30 March 2022

"Workshop Rukyat dan Hisab: Penentuan Awal Bulan Hijriah dan Segala Problematikanya"

SINAR- Rabu, (30/3/2022) Fakultas Syariah UIN Raden Mas Said Surakarta
melalui Laboratorium Lembaga Hisab dan Rukyat Al-Hilal mengadakan Workshop
Rukyat dan Hisab di Aula Fakultas Syariah Lt.1. Wokshop ini menghadirkan
Muh. Choirun Nizar, S.H.I., M.Hum., M.H.I (Dosen Unnisula Semarang) dan
Ahmad Syifaul Anam,, S.H., M.H. (Ketua Lajnah Falakiyah PWNU Jawa Tengah)
serta di moderator oleh Yassirly Amrona Rosyada, S.Sy., M.P.I (Dosen IAIN
Salatiga). 50 Peserta hadir dengan protokol kesehatan serta panitia
memfasilitasi secara daring melalui zoom meeting.

-
-
-
-
-

Dr. Fairuz Sabiq, M.Si. sebagai ketua panitia kegiatan sekaligus ketua
Laboratorium Lembaga Hisab dan Rukyat Al-Hilal mengatakan bahwa acara ini
terselenggara untuk merespon perubahan ketentuan mengenai awal bulan
hijriyah. Selama ini, kriteria hilal awal Hijriyah adalah ketinggian 2˚
derajat, sekarang ketentuan tersebut diubah menjadi 3˚ derajat. Fairuz
Sabiq juga berharap para mahasiswa untuk update informasi terkait astronomi
Islam, serta bisa bertanya banyak hal kepada para narasumber yang sudah
hadir di acara pagi ini.

Sementara itu, Dekan Fakultas Syariah Dr. Ismail Yahya, M.A. berhararap
kepada mahasiswa untuk menuliskan hasil workhop pada hari ini dan menjadi
jembatan keilmuan kepada masyarakat atas perubahan kriteria awal bulan ini.
Ismail Yahya juga berharap dukungan kepada semua pihak terkait pembanguan
Laboratorium Falak di lantai atas Fakultas Syariah. Dekan kemudian secara
resmi membuka workshop hisab dan rukyat.

Narasumber pertama, Muh. Choirun Nizar, S.H.I., M.Hum., M.H.I mengawali
paparannya dengan menjelaskan kriteria-kriteria dalam penentuan awal bulan
hijriah di Indonesia. Kriteria tersebut diantaranya Ijtimak Qobla
Al-Ghurub, Wujudul Hilal, Rukyat Bil Fi’li dan Imkan Rukyat. Nizar juga
menerangkan secara detail mengenai upaya-upaya pemerintah dalam menentukan
awal bulan hijriyah di Indonesia. “Awal puasa tahun ini kemungkinan terjadi
perbedaan, sedangkan untuk 1 Syawal kemungkinan tidak ada perbedaan,”
pungkas Nizar. Nizar berharap, perbedaan-perbedaan tersebut bisa disikapi
dengan arif dan bijaksana.

Sementara Ahmad Syifaul Anam, S.H., M.H. secara rinci menjelaskan mengenai
imkan rukyat. “Imkanurrukyat adalah hisab yang memperhitungkan hilal dalam
kedudukan dapat terlihat, yaitu suatu fenomena posisi hilal sedemikian rupa
yang menurut pengalaman di lapangan hilal dapat dilihat dengan mata
telanjang. Dalam astronomi dikenal dengan Visibilitas Hilal,” ujarnya.
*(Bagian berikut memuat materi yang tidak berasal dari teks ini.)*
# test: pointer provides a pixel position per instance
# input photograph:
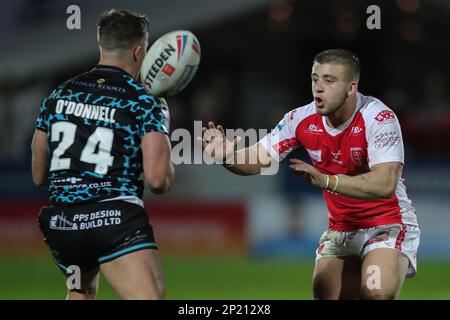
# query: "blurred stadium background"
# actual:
(223, 236)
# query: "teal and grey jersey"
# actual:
(95, 123)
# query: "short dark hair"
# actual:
(121, 29)
(343, 57)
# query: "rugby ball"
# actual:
(171, 63)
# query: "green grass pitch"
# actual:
(200, 277)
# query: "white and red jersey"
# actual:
(371, 136)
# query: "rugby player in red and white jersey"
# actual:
(356, 149)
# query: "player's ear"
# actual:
(353, 88)
(138, 53)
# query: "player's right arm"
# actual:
(159, 172)
(244, 162)
(39, 158)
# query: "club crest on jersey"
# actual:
(357, 155)
(314, 129)
(337, 157)
(181, 44)
(356, 130)
(385, 116)
(279, 127)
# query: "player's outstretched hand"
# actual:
(216, 145)
(311, 174)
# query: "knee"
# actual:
(377, 294)
(82, 294)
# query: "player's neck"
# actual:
(116, 63)
(343, 114)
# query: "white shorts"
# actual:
(401, 237)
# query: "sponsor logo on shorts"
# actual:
(59, 222)
(386, 139)
(385, 116)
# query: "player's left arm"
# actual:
(40, 158)
(379, 183)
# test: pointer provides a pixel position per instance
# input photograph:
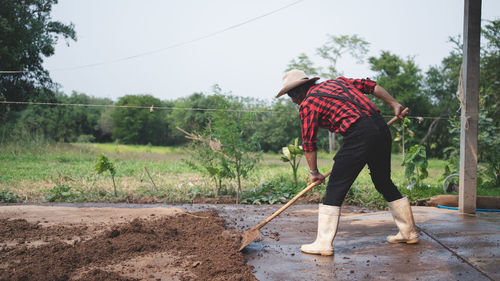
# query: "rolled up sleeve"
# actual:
(309, 127)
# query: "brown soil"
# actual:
(183, 246)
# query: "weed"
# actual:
(7, 196)
(278, 190)
(60, 193)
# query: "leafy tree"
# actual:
(336, 47)
(190, 119)
(103, 164)
(27, 35)
(415, 164)
(239, 151)
(304, 63)
(489, 106)
(139, 125)
(440, 86)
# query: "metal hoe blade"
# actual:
(249, 237)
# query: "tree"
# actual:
(27, 35)
(440, 86)
(139, 125)
(186, 115)
(239, 151)
(280, 126)
(304, 63)
(334, 48)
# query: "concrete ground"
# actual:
(452, 246)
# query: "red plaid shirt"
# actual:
(333, 114)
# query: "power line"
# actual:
(168, 47)
(152, 108)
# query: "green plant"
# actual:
(293, 154)
(278, 190)
(415, 163)
(239, 150)
(8, 197)
(59, 193)
(103, 165)
(205, 157)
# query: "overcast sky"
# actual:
(248, 60)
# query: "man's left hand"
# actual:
(318, 177)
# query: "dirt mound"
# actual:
(182, 247)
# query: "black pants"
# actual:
(368, 141)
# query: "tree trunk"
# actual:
(432, 127)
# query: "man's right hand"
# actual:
(398, 111)
(318, 177)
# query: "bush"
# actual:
(278, 190)
(59, 193)
(85, 138)
(7, 196)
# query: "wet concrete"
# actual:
(452, 246)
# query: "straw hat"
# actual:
(292, 79)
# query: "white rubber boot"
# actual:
(328, 221)
(403, 217)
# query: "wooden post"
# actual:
(470, 105)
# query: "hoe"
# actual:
(252, 234)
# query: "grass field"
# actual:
(65, 172)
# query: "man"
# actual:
(341, 106)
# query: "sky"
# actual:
(172, 49)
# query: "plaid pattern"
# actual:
(333, 114)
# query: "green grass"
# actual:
(65, 172)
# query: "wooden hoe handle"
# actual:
(264, 222)
(396, 118)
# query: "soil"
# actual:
(83, 246)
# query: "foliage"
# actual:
(191, 120)
(292, 154)
(335, 48)
(366, 197)
(27, 35)
(139, 125)
(8, 196)
(239, 151)
(103, 164)
(280, 126)
(59, 193)
(415, 163)
(207, 159)
(402, 131)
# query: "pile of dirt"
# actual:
(182, 247)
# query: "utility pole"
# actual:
(470, 107)
(331, 141)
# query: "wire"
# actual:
(165, 48)
(152, 108)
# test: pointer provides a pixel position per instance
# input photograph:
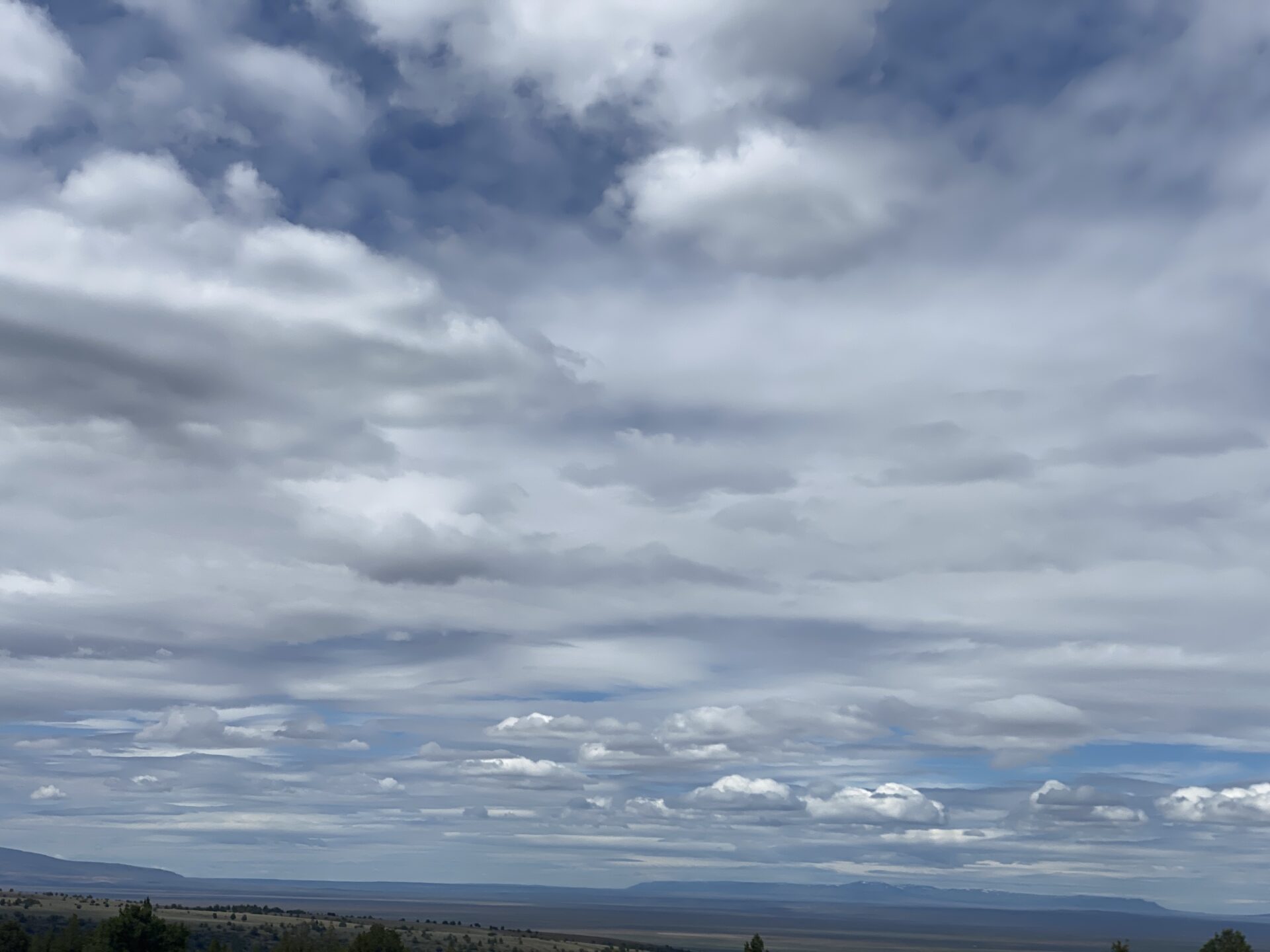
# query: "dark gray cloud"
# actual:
(704, 440)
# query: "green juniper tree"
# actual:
(13, 938)
(136, 928)
(379, 939)
(1227, 941)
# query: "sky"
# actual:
(582, 444)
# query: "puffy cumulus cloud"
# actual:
(648, 809)
(37, 69)
(1232, 805)
(523, 771)
(767, 721)
(702, 354)
(1019, 728)
(190, 727)
(737, 793)
(540, 725)
(683, 63)
(887, 804)
(671, 471)
(710, 724)
(779, 201)
(1056, 801)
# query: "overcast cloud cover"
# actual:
(581, 444)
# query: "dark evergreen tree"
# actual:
(378, 939)
(1227, 941)
(13, 937)
(136, 928)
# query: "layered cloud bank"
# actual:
(513, 441)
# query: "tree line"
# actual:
(138, 928)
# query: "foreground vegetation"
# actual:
(60, 922)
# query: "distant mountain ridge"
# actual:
(42, 870)
(872, 892)
(38, 871)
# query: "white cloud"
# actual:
(889, 803)
(125, 190)
(1058, 803)
(738, 793)
(1232, 805)
(681, 63)
(648, 808)
(539, 725)
(37, 69)
(779, 201)
(194, 727)
(523, 770)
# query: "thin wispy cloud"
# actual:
(775, 442)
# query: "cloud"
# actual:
(538, 725)
(706, 390)
(196, 727)
(668, 471)
(1058, 803)
(523, 771)
(38, 69)
(1234, 805)
(737, 793)
(779, 201)
(889, 803)
(648, 808)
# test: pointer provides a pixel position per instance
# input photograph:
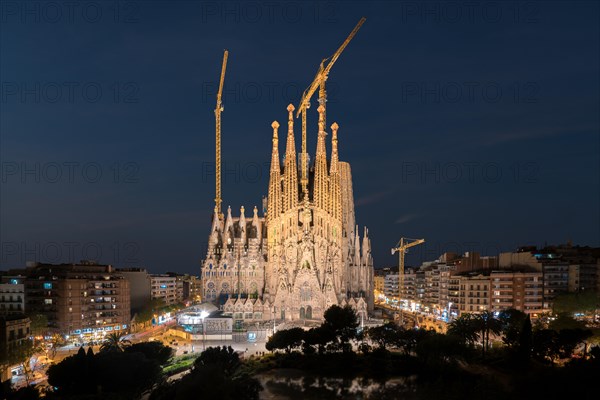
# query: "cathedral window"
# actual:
(305, 293)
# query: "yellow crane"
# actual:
(402, 248)
(319, 81)
(218, 110)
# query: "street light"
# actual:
(203, 315)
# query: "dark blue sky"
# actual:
(472, 124)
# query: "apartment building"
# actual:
(12, 295)
(523, 291)
(85, 299)
(140, 287)
(166, 288)
(474, 294)
(192, 288)
(391, 286)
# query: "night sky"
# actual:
(471, 124)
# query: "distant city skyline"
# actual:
(477, 131)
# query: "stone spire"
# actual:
(320, 191)
(356, 247)
(216, 225)
(274, 201)
(242, 223)
(366, 247)
(290, 181)
(256, 224)
(228, 229)
(335, 192)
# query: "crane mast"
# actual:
(402, 248)
(319, 82)
(218, 110)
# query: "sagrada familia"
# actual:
(305, 254)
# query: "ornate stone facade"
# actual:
(305, 254)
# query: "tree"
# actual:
(108, 372)
(115, 342)
(568, 339)
(317, 338)
(342, 322)
(217, 374)
(437, 347)
(581, 302)
(545, 345)
(152, 351)
(464, 327)
(384, 335)
(286, 339)
(512, 321)
(565, 321)
(485, 323)
(525, 341)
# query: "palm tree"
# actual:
(485, 323)
(464, 328)
(115, 342)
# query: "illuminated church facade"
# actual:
(305, 253)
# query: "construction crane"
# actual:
(218, 110)
(402, 248)
(319, 81)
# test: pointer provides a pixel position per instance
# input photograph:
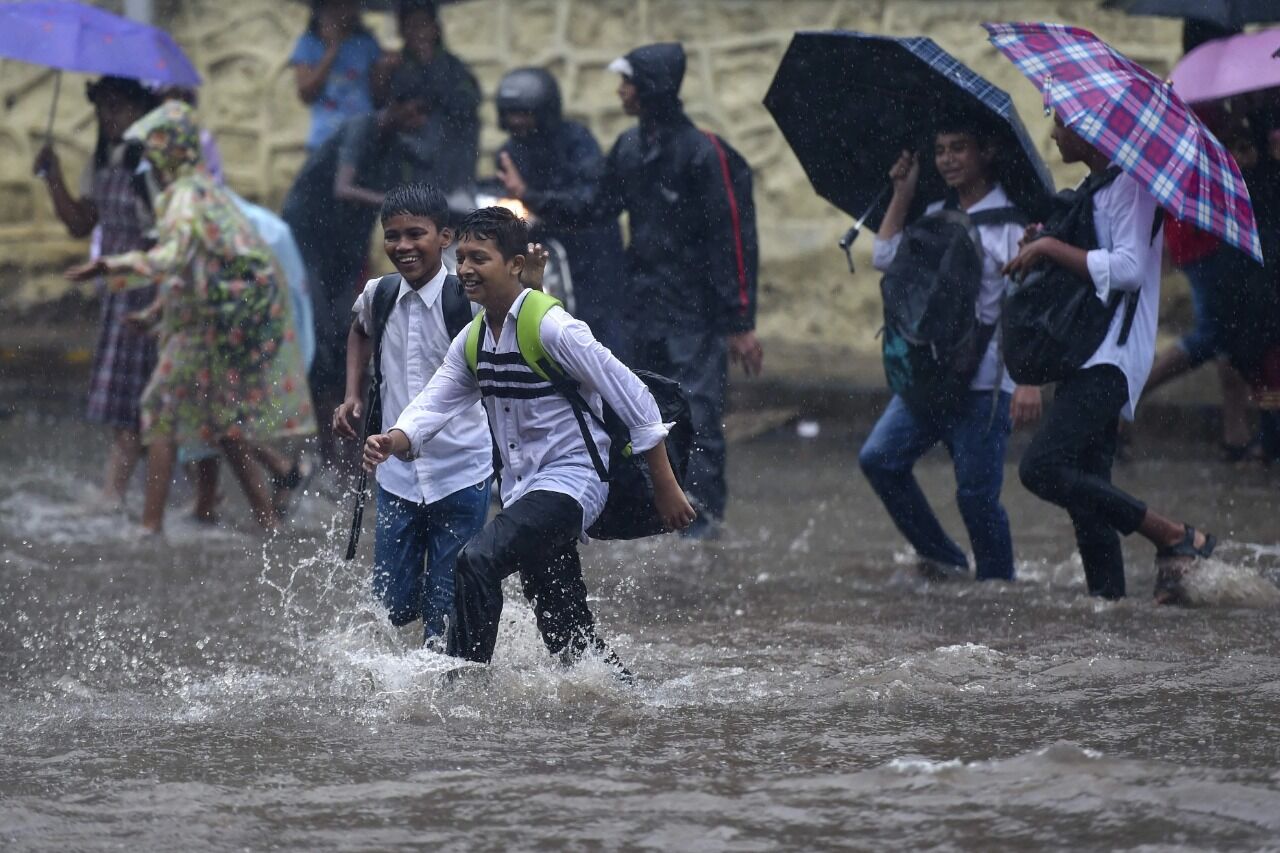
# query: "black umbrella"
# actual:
(849, 103)
(1228, 14)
Ada beberapa pendapat mengenai seberapa mungkin hilal terlihat. Dalam
Kalender Islam Internasional (KIG) di Turki bahwa batas imkan rukyat adalah
tinggi hilal minimal 5˚ derajat di atas ufuk dan jarak azimuth Bulan
Matahari sebesar 8˚derajat. Sementara MABIMS (Malaysia, Bunei Darussalam,
Indonesia, dan Singapura) menggunakan irnkan rukyat 2 derajat, umur hilal 8
jam, dan atu jarak azimuth Bulan Matahari 3˚ derajat. Dan yang terbaru,
NEO-MABIMS (Malaysia, Bunei Darussalam, Indonesia, dan Singapura)
menggunakan irnkan rukyat 3˚ derajat, dan elongasi 6,4˚ derajat .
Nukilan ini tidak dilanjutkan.